As escolas brasileiras não têm um único jeito de ensinar sobre gênero e sexualidade; pesquisas evidenciam currículos e práticas pedagógicas e de gestão marcadas pela discriminação. Distinções sexistas nas aulas, na chamada, nas filas de meninos e de meninas, nos uniformes, no tratamento e nas expectativas sobre alunos ou alunas, tolerância da violência verbal e até física entre meninos, representações de homens e mulheres nos materiais didáticos, abordagem quase exclusivamente biológica da sexualidade no livro didático, estigmatização referente à manifestação da sexualidade das adolescentes, perseguição sofrida por homossexuais, travestis e transexuais, evidenciam o quanto a escola (já) ensina, em diferentes momentos e espaços, sobre masculinidade, feminilidade, sexo, afeto, conjugalidade, família.

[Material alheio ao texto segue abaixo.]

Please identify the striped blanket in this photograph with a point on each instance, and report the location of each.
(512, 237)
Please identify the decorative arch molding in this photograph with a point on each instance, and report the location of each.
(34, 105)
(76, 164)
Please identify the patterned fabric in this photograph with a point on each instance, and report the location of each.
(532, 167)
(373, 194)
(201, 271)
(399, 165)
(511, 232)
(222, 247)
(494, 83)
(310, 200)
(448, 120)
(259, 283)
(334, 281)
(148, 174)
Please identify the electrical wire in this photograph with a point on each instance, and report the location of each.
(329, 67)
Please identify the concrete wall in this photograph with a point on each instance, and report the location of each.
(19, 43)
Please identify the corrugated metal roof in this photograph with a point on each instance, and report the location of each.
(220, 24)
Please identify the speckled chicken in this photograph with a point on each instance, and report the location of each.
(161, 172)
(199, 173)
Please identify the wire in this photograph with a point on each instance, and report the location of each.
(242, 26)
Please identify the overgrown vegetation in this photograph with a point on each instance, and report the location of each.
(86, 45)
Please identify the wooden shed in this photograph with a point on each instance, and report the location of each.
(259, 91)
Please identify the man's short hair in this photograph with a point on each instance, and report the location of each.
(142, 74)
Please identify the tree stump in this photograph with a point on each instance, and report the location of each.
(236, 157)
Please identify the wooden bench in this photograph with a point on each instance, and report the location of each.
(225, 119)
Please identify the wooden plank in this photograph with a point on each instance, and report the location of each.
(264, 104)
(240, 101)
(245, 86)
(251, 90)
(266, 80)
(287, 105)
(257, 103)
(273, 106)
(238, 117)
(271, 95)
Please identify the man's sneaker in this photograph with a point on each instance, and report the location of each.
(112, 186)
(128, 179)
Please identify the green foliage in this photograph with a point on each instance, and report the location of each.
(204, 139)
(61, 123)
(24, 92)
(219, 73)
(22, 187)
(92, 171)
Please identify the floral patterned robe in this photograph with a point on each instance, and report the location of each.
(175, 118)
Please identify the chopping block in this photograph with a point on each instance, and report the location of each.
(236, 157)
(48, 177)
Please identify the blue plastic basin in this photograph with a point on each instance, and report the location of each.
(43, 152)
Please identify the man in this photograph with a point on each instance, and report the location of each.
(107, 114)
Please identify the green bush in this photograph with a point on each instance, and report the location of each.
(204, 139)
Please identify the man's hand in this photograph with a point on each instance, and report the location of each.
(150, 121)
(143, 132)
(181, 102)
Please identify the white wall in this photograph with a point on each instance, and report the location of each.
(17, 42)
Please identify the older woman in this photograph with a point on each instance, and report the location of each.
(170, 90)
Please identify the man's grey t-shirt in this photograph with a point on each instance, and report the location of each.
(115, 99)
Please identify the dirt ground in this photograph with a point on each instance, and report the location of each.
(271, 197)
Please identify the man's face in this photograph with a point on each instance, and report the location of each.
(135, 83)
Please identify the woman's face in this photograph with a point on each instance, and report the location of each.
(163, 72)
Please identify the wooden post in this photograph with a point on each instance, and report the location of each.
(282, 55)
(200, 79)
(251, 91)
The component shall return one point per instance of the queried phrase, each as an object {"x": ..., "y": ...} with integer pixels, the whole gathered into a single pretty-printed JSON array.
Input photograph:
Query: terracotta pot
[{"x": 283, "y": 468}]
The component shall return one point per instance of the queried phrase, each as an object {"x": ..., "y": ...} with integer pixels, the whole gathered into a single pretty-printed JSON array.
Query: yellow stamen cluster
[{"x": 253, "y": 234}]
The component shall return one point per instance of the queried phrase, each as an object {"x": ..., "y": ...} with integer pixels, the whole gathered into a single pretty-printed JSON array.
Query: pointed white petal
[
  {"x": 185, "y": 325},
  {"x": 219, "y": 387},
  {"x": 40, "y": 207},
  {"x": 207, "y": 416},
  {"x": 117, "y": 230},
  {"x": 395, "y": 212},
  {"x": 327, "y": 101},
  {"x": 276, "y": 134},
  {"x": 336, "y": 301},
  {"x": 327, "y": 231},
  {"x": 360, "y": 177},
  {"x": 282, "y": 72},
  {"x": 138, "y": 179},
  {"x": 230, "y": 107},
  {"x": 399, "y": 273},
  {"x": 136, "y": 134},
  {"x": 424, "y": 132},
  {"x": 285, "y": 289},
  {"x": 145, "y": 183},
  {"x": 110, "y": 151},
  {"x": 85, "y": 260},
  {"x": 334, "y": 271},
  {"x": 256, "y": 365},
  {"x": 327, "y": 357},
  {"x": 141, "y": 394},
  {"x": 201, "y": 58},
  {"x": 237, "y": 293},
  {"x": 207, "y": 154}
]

Nesse contexto, para construir uma prática pedagógica que promova transformações no sentido da igualdade de gênero a partir do respeito às diferenças, espera-se que a escola

a) incorpore o conceito de gênero nos diferentes componentes do currículo de maneira transversal;b) realize atividades em seu cotidiano que definam para as crianças o que é masculino e o que é feminino;
c) se valha das diferenças sexuais naturais entre meninos e meninas para conduzir a classe e manter a disciplina;
d) se refira à questão de gênero de forma tangencial, suficiente para promover vivência menos intransigente e mais equânime entre homens e mulheres;
e) reforce modelos de comportamentos socialmente atribuídos a homens e mulheres que formam um conjunto de representações sobre masculinidade e feminilidade.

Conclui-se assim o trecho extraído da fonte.